There was a man in my driveway. Not a small man, mind you. A fair piece over six feet tall, and arms the size of both mine and my kids’ put together. I approached him a little cautiously, and then those giant arms went up.


“We’re huggers!” he announced.


Teneia Sanders-Eichelberger and Ben Eichelberger, who form the band Teneia, are huggers. Teneia, as a band philosophy, are huggers. They are huggers of people, of music, of life. They embrace the human condition, but ever with an eye toward redemption and hope. About halfway through sound check, my 13-year-old turned to me and said, “Singer-songwriters are usually sad, but this is actually uplifting.” And that’s the essence of Teneia. Not falsely positive or naive, but just fundamentally dedicated to bringing others up.


Clearly, their energy is contagious. It brought a great crowd out on a storm-threatened night to welcome Teneia to Memphis for the very first time. (And actually got that aforementioned 13-year-old to stay through an entire show for the first time.) Barely three songs in and they had us doing a sing-along – which, as everyone here knows, is the ultimate test of trust for a Memphis audience. Their rapport was sweet and welcoming as they invited questions and interaction from the assembled. Despite spending the last two years touring the country in a travel trailer, their banter felt spontaneous, and even well-oiled songs allowed moments for them to surprise each other (like Ben cracking up when Teneia had us sing one more verse “for the Baby Jesus” – “Hey, it worked,” she shrugged).
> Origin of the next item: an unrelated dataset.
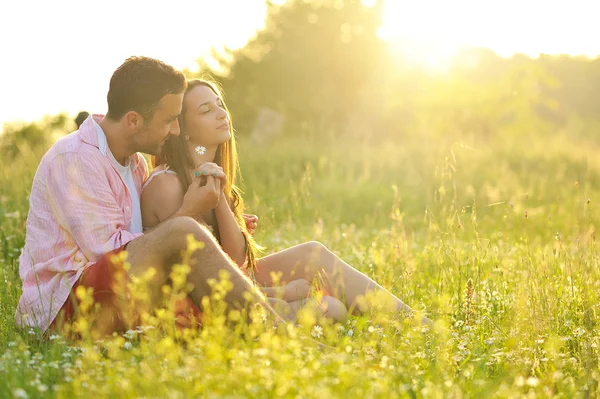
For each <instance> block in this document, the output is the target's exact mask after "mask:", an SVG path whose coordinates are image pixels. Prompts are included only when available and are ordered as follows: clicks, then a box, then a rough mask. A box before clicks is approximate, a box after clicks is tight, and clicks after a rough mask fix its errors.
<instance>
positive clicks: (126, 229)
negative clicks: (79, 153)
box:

After a set break, the duo gave us a glimpse of their upcoming record and the more electric turn their sound is taking on the album they’re currently recording at Malaco in Jackson, MS. Their new direction feels like an audio marriage of their two backgrounds, with Ben’s punk/rock influences merging with Teneia’s pop, folk, and R&B sensibilities. And frankly, it kicks ass. Teneia wailing on that gritty-fuzz electric guitar just makes you want to knock chairs over and shake something.


The rest of the set was a balance between the peppy, poppy groove of their albums’ title tracks, “Radioactive Lover” and “No Fakes,” interspersed with their self-described “flowing, introspective” pieces like “I Go Back.” We got an enormous surprise and treat when Teneia’s brother Timothy was persuaded to join in on harmonies on “Stand.” Teneia wrote the song for the documentary Prom Night in Mississippi, about the first integrated prom in Charleston, MS (in two. thousand. and. eight), and its message of conscious hope was punctuated by the deep connections between Ben, Teneia, and Timothy.
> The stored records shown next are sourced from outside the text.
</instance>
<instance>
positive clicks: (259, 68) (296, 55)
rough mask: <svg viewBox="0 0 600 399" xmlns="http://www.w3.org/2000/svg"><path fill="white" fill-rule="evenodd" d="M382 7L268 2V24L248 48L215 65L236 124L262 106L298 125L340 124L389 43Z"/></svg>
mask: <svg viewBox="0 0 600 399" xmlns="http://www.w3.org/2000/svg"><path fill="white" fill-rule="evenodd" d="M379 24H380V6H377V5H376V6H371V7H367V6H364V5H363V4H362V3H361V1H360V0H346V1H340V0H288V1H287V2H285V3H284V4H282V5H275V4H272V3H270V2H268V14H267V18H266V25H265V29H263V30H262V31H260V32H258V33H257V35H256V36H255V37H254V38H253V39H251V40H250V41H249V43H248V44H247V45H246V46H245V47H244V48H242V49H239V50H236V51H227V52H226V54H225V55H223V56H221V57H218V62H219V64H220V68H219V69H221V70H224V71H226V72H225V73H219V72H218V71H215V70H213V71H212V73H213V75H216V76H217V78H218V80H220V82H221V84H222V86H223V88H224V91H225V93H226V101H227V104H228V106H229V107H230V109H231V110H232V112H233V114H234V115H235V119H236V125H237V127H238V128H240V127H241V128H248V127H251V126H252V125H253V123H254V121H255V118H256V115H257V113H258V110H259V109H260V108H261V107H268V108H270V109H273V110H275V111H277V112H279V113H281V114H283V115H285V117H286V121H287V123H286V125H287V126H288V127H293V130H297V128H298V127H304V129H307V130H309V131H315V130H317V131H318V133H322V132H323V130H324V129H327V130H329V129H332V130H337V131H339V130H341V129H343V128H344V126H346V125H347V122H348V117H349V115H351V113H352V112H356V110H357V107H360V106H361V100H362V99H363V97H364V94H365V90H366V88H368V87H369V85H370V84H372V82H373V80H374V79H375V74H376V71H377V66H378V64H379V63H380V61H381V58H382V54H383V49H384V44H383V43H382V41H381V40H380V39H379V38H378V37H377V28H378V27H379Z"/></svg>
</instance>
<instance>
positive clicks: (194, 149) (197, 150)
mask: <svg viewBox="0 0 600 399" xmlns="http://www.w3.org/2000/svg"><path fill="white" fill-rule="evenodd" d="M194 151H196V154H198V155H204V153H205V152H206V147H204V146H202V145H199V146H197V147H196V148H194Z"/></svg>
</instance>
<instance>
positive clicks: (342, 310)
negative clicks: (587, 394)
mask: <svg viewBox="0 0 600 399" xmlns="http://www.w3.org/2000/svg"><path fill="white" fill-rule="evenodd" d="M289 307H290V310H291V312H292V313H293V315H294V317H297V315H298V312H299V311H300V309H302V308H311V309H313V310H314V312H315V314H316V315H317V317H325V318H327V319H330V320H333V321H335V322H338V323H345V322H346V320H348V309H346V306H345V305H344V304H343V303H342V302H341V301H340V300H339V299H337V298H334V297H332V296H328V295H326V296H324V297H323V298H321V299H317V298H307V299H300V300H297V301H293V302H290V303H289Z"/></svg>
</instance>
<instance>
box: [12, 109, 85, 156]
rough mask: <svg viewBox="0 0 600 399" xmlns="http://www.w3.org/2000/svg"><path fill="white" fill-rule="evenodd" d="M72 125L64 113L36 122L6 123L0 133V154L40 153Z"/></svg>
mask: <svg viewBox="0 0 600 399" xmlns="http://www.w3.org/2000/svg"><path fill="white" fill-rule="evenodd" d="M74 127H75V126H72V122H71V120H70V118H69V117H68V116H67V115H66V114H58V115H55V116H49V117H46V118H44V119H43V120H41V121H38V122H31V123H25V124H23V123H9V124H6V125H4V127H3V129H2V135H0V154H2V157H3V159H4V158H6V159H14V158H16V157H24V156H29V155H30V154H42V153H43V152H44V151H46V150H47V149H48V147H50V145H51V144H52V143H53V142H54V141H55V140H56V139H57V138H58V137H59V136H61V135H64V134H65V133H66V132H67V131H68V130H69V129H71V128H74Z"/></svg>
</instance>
They closed the show with “Say You Do,” which is a heart-breaker on its own, but it was bookended by a sparse and haunting arrangement of “Amazing Grace,” showing that even in our darkest moments, salvation – through love, through mercy, through music – is still within reach.


Teneia and Ben live the message they’re spreading, and it’s a joy to hear them share it. It felt like they hugged the whole room, and I hope they felt Memphis embrace them right back.